Mr Burfoot said the flight data recorders and the cockpit voice recorders, known as an aircraft's black boxes, were crucial in determining why the Airbus crashed.
"Probably what comes out of those will determine the magnitude of the wreckage recovery.
"If all or most of the answers are on there, then there might not be a need to recover all the wreckage or they may just go and recover specific parts of it which are of interest."

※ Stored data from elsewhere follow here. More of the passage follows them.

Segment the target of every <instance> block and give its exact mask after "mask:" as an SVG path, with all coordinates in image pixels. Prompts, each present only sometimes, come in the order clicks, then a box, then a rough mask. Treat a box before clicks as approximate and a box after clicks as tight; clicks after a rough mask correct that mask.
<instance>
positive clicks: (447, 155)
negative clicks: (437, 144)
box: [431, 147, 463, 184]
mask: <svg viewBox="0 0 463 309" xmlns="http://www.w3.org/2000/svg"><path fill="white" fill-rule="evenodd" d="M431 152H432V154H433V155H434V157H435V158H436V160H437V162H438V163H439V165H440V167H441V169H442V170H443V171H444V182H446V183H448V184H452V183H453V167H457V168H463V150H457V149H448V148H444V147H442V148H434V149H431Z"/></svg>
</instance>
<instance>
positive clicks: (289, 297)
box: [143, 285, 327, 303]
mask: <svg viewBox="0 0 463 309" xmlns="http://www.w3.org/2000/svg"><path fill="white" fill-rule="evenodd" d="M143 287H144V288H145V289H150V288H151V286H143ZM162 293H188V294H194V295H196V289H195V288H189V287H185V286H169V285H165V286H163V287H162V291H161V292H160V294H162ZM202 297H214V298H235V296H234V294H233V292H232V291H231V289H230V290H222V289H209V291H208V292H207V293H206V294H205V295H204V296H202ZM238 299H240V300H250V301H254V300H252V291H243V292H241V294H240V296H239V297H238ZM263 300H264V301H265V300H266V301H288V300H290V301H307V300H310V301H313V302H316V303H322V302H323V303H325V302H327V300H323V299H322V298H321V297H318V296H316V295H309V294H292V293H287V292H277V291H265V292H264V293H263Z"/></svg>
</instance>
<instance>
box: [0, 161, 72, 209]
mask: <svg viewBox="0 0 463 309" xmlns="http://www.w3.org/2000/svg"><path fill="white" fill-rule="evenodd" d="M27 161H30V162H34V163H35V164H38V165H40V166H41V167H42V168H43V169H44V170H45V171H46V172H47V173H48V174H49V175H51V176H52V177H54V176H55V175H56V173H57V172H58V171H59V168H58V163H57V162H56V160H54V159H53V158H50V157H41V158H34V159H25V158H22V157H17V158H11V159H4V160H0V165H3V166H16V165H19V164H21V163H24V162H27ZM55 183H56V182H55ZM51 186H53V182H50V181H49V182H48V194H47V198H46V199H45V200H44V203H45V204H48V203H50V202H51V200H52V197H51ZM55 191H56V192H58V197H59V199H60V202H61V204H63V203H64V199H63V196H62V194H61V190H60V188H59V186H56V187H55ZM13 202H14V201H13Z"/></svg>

He said recovering wreckage was "hugely expensive" and if it was not needed, it would be left where it lay on the seabed.
Mr Burfoot said authorities had "raw data" from the radar track of the aircraft as it approached Perpignan, including position, height, heading and speed, but no real clues about the cause of the crash.
"When you have nothing else to go on you speculate on everything, all scenarios and there are just hundreds of those. At the end of the day you have to discount every one of those," Mr Burfoot said. Six of the bodies had been recovered but had yet to be identified. DNA samples had been sent from New Zealand and some bodies were expected to be identified later this month.
Four of the five New Zealanders on board were Air NZ staff, Captain Brian Horrell, 52, from Auckland; engineers Murray White, 37, from Auckland, Michael Gyles, 49, from Christchurch, and Noel Marsh, 35, from Christchurch.
The fifth New Zealander was Civil Aviation Authority airworthiness inspector Jeremy Cook, 58, of Wellington.